What Red Hat says vs. what downstream consumers should check
As of June 4, 2026, Red Hat’s advisory states that no customer action is required based on current findings. Red Hat has removed the compromised versions from the npm registry. The investigation is ongoing and the advisory may be updated.
The IOC hashes for patch-client@4.0.4 are tarball SHA256 031BA872D5A84BFB18115F432811E4B45180346A1BAE653F7FD85F918E7BB3A3 and index.js SHA256 DF1732F5BFEC12E066BE44DEE02EC8A243E4868D38672C1B1D065359DD735A14, per the technical breakdown in issue #493.
“Customer action is not required” is scoped to Red Hat’s own hosted services. Teams that vendored or pinned these npm packages in their own builds are outside that scope and need to verify independently.
What to check today
Lockfiles. Search your lockfiles for any @redhat-cloud-services package version published on or after June 1, 2026. The version-numbering gap pattern means you need to check every version, not just the latest.
Scope whitelists. If your CI configuration or SBOM policy contains a blanket exemption for @redhat-cloud-services or any other vendor namespace, remove it. Vendor scopes can be compromised through the same account-takeover and CI-pipeline attacks as any other namespace.
Runner credentials. If any CI runner installed one of the compromised versions, rotate every credential that runner had access to: npm tokens, GitHub tokens, SSH keys, and AWS keys. The worm’s self-propagation step means the blast radius extends to every package your credentials could publish.
OIDC trust boundaries. If you maintain GitHub Actions workflows with OIDC trusted publishing, audit which accounts have push access to the publishing branch. That access list is now your entire publishing attack surface. Protect it accordingly.
Frequently Asked Questions
Does this affect Red Hat managed services like ARO, ROSA, or OpenShift Dedicated?
No. The compromised packages are frontend JavaScript clients consumed by the Hybrid Cloud Console (console.redhat.com) only. Red Hat’s managed cloud services, including ARO, OSD, ROSA, ACS Cloud Service, and AAP Managed, do not pull these npm packages into their build pipelines.
How does this differ from dependency-confusion or typosquatting attacks?
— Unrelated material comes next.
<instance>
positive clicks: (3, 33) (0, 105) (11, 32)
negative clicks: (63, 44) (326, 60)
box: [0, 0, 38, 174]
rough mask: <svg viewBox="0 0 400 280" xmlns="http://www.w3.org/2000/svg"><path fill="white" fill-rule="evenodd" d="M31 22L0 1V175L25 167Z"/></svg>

Dependency-confusion exploits registry priority to inject a package that never existed at the internal name. Typosquatting relies on mistyped names. Here, the attacker published malicious versions of the real packages, in the real namespace, through the real CI pipeline. Namespace allowlists and registry pinning, the standard defenses against those other vectors, would not have caught it.
Would npm —ignore-scripts have prevented the worm from executing?
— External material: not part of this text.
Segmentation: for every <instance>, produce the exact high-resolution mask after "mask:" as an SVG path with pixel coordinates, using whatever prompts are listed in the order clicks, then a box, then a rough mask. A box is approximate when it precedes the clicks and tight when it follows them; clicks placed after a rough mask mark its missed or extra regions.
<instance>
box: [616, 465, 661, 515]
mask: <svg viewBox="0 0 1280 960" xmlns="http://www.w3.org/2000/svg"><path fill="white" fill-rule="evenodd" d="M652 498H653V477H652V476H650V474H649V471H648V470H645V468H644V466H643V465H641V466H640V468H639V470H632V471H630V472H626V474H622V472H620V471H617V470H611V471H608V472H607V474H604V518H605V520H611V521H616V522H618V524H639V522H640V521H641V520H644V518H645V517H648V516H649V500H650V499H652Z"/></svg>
Yes. The entire payload relied on a preinstall hook running node index.js. Passing —ignore-scripts or setting ignore-scripts=true in .npmrc would have blocked execution. The tradeoff is that any legitimate dependency requiring install-time scripts for native module compilation (node-gyp, esbuild, sharp) would also break, so this works as a targeted override rather than a blanket policy.
Were Kubernetes credentials in the worm’s harvest scope?
Yes. The worm read Kubernetes cluster configs from ~/.kube/config alongside SSH keys, Docker credentials, and cloud keys. Teams running CI inside Kubernetes clusters should check whether an infected runner held a kubeconfig with cluster-admin or write-scoped permissions. Those credentials could have been exfiltrated and reused against the cluster independently of the npm publishing chain.
What OIDC publishing controls would have prevented this?
The attack exploited the fact that any account with push access to the publishing branch could trigger an OIDC-authorized release. Requiring signed commits, mandatory review approvals on the publishing branch, and restricting OIDC token claims to specific workflow files and actor identities would narrow the surface from every contributor with push access to approved reviewers on release PRs. GitHub environment protection rules with required reviewers can enforce this today without custom tooling.